As described above, according to the present invention, the measured electric power is captured by the average value of the instantaneous values, the pulse interval for measuring the electric energy is determined according to the integrated value of the electric power data, and the integration time is set. Within the corresponding time, the pulse output intervals become uniform, and within the time corresponding to the integration time, uniform accuracy is maintained regardless of the length of the pulse measurement time.
Therefore, it is possible to shorten the pulse measurement time, eliminate the influence of the change of the instantaneous value of the electric power and the influence of the external precision loss factor, and achieve high-precision measurement.

[Brief description of drawings]

FIG. 1 is a block diagram showing a circuit configuration of an electronic watt hour meter according to an embodiment of the present invention.

FIG. 2 is a timing waveform diagram illustrating load voltage, load current, and load power on a power supply line, an output pulse whose pulse interval is not compensated, and an output pulse whose pulse interval is compensated.

FIG. 3 is a block diagram showing a circuit configuration of a conventional electronic watt-hour meter.

[Explanation of symbols]

 1 Transformer 2 Analog-digital converter for voltage signal 3 Current transformer 4 Analog-digital converter for current signal 5 Multiplier 6 Integrator for issuing pulse output command 8 Display 9 Pulse generator 10 Integration time for pulse interval setting Controller 11 Pulse interval setting integrator 12 Pulse interval calculator

Claims (1)

(57) [Claims] 1. A multiplier for generating power data by multiplying a digital signal obtained by converting a signal proportional to a voltage and a current on a power feed line by an analog-digital converter, and a value indicated by the power data.

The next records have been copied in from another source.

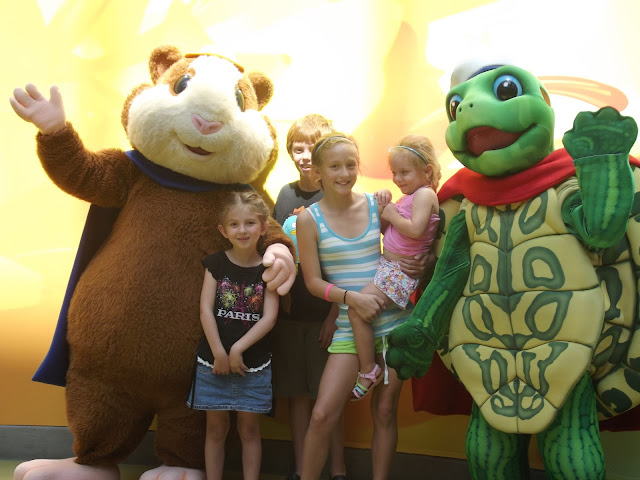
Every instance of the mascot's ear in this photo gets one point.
(161, 59)
(263, 87)
(159, 62)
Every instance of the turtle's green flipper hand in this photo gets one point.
(599, 144)
(412, 344)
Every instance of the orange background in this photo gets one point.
(378, 68)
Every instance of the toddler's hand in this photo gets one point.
(389, 212)
(383, 197)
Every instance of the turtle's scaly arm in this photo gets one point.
(412, 344)
(599, 144)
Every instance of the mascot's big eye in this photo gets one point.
(506, 87)
(240, 99)
(181, 83)
(453, 105)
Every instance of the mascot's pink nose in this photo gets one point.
(205, 127)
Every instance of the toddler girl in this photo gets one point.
(410, 228)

A first integrator that generates a pulse output command each time the integrated value exceeds a certain value, a pulse generator that outputs pulses corresponding to the number of received pulse output commands, and the power data is integrated. A second integrator that integrates for a time set in the time controller and outputs the integrated value data, and a pulse output interval of the pulse generator becomes an interval according to the value indicated by the integrated value data. And a pulse output interval controller for controlling the operation of the pulse generator for shifting the pulse output interval.